The court can make an order under the Family Law Act 1975 (Cth) for a parent to support their child financially where the child is over the age of 18 in circumstances where the child:
- Is completing their tertiary education (for example university or TAFE)
- Has a mental or physical disability
This is referred to as adult child maintenance. You must demonstrate that the order is necessary to enable the child to either complete their education or because the child has a mental or physical disability.
The object of these types of orders are to ensure that such children receive the proper level of financial support from their parents. This will be distributed between the parents, but not necessarily equally. The financial capacity of both parents will be considered to ensure both parent have the capacity to pay maintenance.
There does not need to be a warm relationship between the parties for adult child maintenance to be ordered (Everett & Everett) however the orders sought do need to be considered reasonable (Wadsworth & Wadsworth). In the case of Wadsworth & Wadsworth, the child’s refusal to accept a casual role of employment in the university holidays was not considered reasonable and the amount sought was reduced accordingly.
Whether an application for child adult maintenance is appropriate will really depend upon your individual circumstances. Please do not hesitate to contact our office to discuss your particular circumstances further.
Do I pay child support if my child is working full time?
If your child is working full time, you can apply for a change of assessment.
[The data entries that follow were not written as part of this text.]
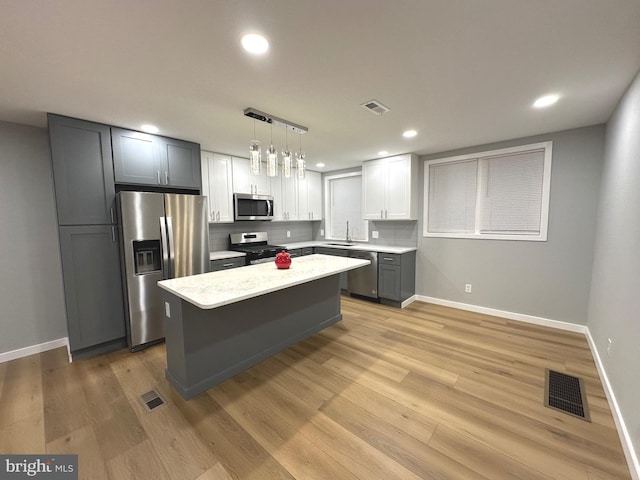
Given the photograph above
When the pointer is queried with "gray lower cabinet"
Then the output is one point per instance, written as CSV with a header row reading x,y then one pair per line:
x,y
82,171
226,263
92,285
396,276
344,278
144,159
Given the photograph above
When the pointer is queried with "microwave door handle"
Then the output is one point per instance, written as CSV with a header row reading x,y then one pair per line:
x,y
172,249
165,248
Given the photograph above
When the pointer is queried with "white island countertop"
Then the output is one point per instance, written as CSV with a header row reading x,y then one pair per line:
x,y
215,289
369,247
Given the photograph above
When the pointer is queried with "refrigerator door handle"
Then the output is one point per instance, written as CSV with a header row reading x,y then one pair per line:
x,y
172,249
165,248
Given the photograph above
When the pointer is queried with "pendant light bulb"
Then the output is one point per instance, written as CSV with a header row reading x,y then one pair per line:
x,y
255,155
300,161
272,159
286,157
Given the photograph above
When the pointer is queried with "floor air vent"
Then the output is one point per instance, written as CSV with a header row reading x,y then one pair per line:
x,y
152,400
566,393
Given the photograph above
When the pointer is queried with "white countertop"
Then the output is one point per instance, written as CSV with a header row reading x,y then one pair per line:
x,y
215,289
354,246
222,254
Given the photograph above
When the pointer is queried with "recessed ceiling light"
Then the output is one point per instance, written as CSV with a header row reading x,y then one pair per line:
x,y
149,128
255,44
546,101
409,134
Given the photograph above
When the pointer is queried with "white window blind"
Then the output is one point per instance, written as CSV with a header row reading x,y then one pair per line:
x,y
511,193
452,197
502,194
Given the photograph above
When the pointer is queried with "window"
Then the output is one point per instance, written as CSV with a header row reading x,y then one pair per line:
x,y
501,194
343,197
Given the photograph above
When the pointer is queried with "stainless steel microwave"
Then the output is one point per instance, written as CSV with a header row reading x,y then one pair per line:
x,y
247,206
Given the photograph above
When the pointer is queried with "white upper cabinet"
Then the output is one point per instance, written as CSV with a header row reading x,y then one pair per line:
x,y
390,188
285,198
217,186
244,182
310,196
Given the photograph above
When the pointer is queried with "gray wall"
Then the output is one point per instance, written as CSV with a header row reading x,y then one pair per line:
x,y
614,307
31,292
546,279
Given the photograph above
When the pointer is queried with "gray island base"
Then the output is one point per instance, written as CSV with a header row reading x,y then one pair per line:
x,y
213,332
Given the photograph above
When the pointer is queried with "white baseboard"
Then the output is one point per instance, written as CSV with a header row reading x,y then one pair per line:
x,y
33,349
572,327
408,301
625,438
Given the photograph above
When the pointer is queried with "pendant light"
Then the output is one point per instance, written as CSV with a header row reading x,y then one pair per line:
x,y
272,158
286,156
255,156
300,162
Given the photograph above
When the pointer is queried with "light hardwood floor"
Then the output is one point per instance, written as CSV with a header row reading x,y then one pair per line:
x,y
419,393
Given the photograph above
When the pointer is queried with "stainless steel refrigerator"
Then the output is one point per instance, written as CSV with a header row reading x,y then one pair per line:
x,y
162,235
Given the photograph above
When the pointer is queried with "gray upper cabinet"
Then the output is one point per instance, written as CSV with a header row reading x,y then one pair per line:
x,y
144,159
82,171
92,285
182,160
136,157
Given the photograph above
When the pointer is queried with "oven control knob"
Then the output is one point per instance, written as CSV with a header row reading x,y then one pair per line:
x,y
283,260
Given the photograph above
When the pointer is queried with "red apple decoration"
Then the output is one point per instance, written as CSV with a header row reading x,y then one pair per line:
x,y
283,260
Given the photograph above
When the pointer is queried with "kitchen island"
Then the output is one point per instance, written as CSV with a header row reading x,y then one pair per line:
x,y
218,324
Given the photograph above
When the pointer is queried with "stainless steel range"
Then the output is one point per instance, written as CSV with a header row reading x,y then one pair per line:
x,y
255,245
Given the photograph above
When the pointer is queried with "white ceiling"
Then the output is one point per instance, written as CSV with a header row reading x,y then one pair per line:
x,y
460,72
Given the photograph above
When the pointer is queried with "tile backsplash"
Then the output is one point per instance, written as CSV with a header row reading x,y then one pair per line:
x,y
300,232
395,233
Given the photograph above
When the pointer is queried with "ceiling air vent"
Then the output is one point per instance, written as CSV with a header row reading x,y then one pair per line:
x,y
375,107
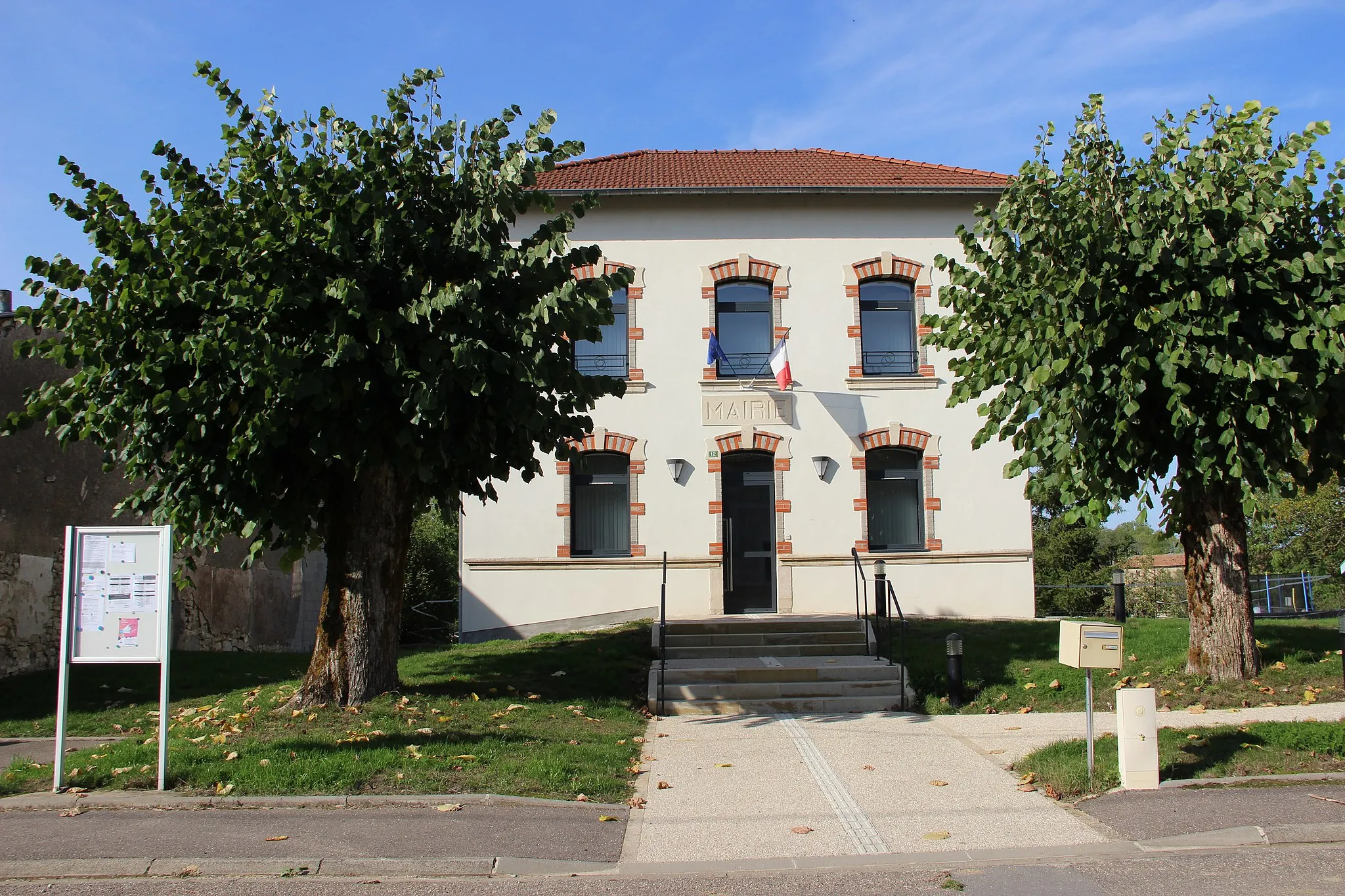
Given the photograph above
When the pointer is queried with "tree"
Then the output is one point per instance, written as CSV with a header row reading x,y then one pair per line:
x,y
1300,532
317,333
1128,310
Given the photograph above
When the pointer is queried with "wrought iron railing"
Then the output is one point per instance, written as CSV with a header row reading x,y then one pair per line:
x,y
745,364
891,363
663,626
615,366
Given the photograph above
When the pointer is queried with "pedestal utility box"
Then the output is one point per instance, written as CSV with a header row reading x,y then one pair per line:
x,y
1137,738
1091,645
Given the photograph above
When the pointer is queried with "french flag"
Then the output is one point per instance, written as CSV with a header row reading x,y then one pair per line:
x,y
779,362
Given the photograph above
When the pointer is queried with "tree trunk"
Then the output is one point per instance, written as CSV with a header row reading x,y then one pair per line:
x,y
1219,598
359,624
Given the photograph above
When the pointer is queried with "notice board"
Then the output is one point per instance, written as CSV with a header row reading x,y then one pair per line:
x,y
120,595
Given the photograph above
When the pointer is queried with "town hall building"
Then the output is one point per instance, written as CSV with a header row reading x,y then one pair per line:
x,y
761,496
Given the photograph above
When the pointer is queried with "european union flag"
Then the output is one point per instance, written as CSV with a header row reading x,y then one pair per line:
x,y
716,354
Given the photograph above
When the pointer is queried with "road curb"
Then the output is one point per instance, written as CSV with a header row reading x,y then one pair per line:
x,y
169,801
1246,837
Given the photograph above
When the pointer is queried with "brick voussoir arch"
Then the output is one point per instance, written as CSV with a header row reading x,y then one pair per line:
x,y
899,436
745,268
634,293
602,440
888,267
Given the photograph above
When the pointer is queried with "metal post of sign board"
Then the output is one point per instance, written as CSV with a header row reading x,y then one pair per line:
x,y
116,589
1088,719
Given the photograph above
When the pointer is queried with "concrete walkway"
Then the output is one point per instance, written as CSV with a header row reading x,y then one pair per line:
x,y
1007,738
739,786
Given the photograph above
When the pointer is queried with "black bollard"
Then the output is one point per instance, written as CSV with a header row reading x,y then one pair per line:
x,y
954,643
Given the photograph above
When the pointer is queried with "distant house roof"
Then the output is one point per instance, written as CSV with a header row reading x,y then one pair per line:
x,y
766,171
1156,562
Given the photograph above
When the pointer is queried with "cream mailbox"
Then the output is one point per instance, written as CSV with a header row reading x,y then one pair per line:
x,y
1091,645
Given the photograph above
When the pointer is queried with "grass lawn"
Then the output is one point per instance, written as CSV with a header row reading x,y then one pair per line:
x,y
553,716
1011,667
1229,752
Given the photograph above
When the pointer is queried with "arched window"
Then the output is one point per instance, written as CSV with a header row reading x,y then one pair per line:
x,y
893,499
888,328
600,504
743,327
607,356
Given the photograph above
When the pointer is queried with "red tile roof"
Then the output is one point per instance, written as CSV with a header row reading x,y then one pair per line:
x,y
1156,561
763,171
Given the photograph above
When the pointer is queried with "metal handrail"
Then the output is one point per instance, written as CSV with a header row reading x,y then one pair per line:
x,y
663,626
906,670
861,585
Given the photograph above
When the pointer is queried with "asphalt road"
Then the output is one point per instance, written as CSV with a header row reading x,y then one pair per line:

This will allow the Registrar to consider whether the child support you have been assessed to pay should be amended as it is unfair or inequitable.
If the child receives minimal earnings, a Registrar will not usually consider a reduction in child support necessary (Mee and Ferguson).
The following types of income will not usually be considered as affecting the financial responsibility of the parents:
- income received from casual work in the school holidays or after school hours
- gifts of small amounts of money
- pocket money
The Registrar will consider the financial resources of the child in the context of the income and asset position of both parents.
Please refer to my article on applying for a change of assessment for further information.
Does the amount of child support I pay change if I have a child with a disability?
Either parent can apply to have the Department’s child support assessment changed on the basis that the cost of meeting the special needs of a child significantly affects the costs of maintaining the child. Please refer to my article on applying for a change of assessment for further information.
To establish that such a change is necessary, there must be some evidence that the needs of the child relate to a condition or disability that is out of the ordinary. Special needs include physical, mental or learning disabilities. The condition may result in costs that are essential or desirable for the child’s welfare that are outside the ordinary costs of a child (Lightfoot v Hampson).
The fact that the child suffers from a severe disability or has a special ability does not, in itself, mean that an assessment should be changed. The overall test is whether the costs of supporting that child are significantly different from those faced by most other parents. If the costs are only slightly higher than usual they might not be considered to significantly affect a parent’s ability to provide financial support for the child.